Monday, May 4, 2009

beyond the binary: stop blaming it all on credit card companies

I enjoyed this article in the Los Angeles Times that operates much in the spirit of The Colonic--complicating binaries. Positing credit card companies as the evil villain is offensively reductivist at least, and blatantly inaccurate at most. Here's a quick overview of the article.

First, the author makes concessions:

I'll stipulate that they've been guilty of genuinely sleazy behavior -- much of which is properly targeted by the measures in Washington

They shouldn't be allowed to jack up the interest rate on card balances retroactively, except in rare cases. They should apply your payments to balances with the highest rates first. They shouldn't accept charges that put you over your credit limit and trigger a fee, if you request such a hard cap.

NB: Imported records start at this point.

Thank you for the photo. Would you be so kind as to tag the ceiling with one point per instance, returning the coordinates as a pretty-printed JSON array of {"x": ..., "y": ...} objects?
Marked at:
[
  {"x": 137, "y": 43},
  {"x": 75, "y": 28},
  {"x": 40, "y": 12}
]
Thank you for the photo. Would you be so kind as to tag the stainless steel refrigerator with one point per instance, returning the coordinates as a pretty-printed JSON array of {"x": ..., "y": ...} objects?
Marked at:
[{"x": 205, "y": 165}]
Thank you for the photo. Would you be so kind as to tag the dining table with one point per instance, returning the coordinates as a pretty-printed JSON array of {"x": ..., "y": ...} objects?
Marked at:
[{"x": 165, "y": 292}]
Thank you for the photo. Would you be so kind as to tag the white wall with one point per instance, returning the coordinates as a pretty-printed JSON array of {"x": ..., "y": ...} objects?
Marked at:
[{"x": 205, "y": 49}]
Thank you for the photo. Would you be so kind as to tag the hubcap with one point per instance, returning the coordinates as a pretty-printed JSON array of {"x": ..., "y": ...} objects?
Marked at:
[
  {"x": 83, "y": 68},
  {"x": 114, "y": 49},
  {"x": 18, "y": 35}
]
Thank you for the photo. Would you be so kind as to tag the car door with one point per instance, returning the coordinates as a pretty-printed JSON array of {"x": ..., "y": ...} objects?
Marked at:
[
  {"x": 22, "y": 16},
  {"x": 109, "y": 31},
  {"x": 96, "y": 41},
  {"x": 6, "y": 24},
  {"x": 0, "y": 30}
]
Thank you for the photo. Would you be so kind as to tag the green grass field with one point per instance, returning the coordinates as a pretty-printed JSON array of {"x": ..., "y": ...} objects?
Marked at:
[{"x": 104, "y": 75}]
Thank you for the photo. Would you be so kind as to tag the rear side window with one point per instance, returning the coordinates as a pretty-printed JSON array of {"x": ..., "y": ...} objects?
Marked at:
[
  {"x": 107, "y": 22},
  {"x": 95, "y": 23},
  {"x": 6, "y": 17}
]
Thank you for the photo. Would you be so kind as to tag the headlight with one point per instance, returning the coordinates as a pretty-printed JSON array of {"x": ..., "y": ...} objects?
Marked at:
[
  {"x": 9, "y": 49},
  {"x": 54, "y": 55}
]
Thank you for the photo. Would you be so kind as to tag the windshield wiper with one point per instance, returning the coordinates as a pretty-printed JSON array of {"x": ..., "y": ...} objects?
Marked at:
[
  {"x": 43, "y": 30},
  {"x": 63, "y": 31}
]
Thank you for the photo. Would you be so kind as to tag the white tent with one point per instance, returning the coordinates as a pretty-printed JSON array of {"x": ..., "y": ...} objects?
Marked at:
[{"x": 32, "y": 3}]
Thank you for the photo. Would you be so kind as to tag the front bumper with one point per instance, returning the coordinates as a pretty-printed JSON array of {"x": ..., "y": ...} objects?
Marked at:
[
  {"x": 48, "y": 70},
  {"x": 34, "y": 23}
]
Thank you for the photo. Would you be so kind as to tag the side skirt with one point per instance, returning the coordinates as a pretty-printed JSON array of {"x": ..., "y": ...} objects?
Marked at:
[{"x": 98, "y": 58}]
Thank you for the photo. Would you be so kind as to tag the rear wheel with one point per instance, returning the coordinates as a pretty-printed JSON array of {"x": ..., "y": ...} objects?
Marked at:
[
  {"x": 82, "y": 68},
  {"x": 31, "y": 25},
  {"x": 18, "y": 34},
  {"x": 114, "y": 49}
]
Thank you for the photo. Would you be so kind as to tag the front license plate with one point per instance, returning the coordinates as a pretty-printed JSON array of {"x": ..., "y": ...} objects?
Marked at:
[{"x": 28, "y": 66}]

But then he brings it back home:

But we routinely berate card issuers for actions that are actually prudent and wise. Certain purported sins, such as raising rates and cutting credit limits for some borrowers, merely ratchet back the loose standards that helped lead us to economic perdition. For years we cursed the banks for showering Americans with easy credit. Now we curse them for tightening up.

Because of their unsavory past, the issuers are unable to make this case for themselves. They remind me of some frat guys at my college who were guilty of only about half the things they were accused of, but what was true was bad enough.